Naturschutz?

Ausgangslage

Es ist schon beachtlich, was sich immer wieder unter dem Begriff „Naturschutz“ so alles tut. Ich möchte diese Vereine keineswegs schlecht machen, sondern stehe nicht an, klar deren Verdienste um Anliegen des Naturschutzes zu loben. Diese Vereine haben in unserer Gesellschaft maßgeblich mitgeholfen, ein Bewusstsein für den Naturschutz zu schaffen und eben diesen als gesamtgesellschaftliches Anliegen zu etablieren. Das ist eine großartige Leistung, von der wir alle profitieren und die ich ausdrücklich anerkenne.

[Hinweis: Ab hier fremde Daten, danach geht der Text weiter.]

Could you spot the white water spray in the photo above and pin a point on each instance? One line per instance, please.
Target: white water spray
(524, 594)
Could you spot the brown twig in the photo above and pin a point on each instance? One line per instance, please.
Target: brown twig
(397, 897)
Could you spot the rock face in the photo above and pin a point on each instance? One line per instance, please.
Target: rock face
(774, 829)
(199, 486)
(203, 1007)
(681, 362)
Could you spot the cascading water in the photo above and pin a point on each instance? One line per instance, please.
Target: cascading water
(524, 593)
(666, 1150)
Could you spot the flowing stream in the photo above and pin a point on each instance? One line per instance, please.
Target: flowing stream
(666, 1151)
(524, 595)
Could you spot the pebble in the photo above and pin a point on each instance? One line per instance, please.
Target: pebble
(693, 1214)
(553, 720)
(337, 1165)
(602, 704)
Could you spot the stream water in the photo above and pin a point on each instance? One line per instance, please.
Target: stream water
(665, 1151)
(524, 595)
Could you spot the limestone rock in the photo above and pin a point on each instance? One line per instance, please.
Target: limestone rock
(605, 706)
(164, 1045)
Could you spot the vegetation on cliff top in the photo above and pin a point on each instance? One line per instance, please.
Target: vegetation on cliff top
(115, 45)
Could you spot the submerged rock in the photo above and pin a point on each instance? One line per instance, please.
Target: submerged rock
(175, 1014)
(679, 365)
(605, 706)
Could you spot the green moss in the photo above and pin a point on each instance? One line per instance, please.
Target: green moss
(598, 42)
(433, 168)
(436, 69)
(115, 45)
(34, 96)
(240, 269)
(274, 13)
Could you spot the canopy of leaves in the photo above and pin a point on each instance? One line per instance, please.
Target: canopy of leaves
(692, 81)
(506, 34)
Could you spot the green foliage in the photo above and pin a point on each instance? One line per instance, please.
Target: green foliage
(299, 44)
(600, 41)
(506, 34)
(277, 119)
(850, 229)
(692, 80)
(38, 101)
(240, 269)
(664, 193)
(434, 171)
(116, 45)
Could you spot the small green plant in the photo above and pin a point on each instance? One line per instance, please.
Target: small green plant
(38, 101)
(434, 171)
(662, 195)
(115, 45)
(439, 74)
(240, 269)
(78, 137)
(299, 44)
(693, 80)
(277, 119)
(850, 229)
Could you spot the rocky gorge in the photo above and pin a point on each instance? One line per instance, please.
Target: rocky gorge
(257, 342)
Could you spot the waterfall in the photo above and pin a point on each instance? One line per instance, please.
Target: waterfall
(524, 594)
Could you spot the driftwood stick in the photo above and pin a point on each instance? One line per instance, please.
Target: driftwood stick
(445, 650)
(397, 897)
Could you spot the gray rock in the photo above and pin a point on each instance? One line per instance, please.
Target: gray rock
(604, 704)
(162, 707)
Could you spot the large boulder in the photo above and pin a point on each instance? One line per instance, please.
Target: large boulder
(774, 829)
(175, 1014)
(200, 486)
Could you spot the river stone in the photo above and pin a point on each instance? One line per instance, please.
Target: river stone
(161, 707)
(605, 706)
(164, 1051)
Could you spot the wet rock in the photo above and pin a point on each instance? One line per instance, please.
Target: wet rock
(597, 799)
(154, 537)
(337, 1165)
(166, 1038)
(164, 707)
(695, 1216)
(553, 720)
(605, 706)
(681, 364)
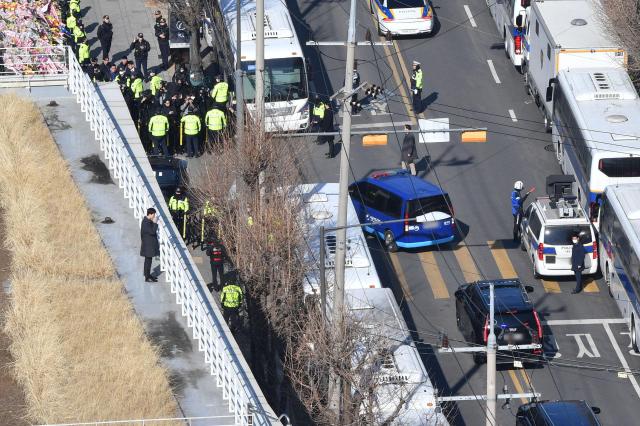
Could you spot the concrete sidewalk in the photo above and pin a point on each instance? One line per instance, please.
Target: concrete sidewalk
(194, 388)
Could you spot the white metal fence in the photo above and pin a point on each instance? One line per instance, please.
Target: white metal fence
(233, 376)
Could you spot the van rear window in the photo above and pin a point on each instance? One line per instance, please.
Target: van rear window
(561, 235)
(436, 203)
(404, 4)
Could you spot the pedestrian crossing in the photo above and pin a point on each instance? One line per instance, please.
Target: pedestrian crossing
(444, 270)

Aber ich frage mich doch immer wieder, ob sich diese Vereinigungen nicht ein bisschen „verrannt“ haben. Ich bin der Meinung, dass auch der Natur- oder Artenschutz kein verabsolutierbares Ziel sein kann, das mit allen Mitteln versucht, einen Zustand herbeizuführen oder zu erhalten, der nicht mehr als ausgewogen bezeichnet werden kann. Insbesondere in einer Kulturlandschaft wie jener Österreichs, in der das Gleichgewicht zwischen den Arten nicht mehr durch natürliche Mechanismen reguliert wird, ist doch ein differenzierter Zugang sinnvoll. Jeden Versuch, diesen (notwendigen) Ausgleich herbeizuführen, als Rückfall in (längst vergangene) Zeiten der „Ausrottung von Schädlingen“ zu denunzieren, hat mit Naturschutz in einem positiven Sinne, nur relativ wenig zu tun. Das Wort „denunzieren“ verwende ich in diesem Zusammenhang bewusst, weil im Anlassfall, der mich zu diesen Zeilen motiviert hat, versucht wurde, den Antrag der Fischerei, ein Projekt, ein nachhaltiges Wildtiermanagement in Bezug auf den Gänsesäger zu erproben, zu diskreditieren, indem behauptet wurde, die Fischerei würde die Bejagung eines fischfressenden Vogels in der Brutzeit beantragen und habe das Ziel, den Vogel quasi auszurotten.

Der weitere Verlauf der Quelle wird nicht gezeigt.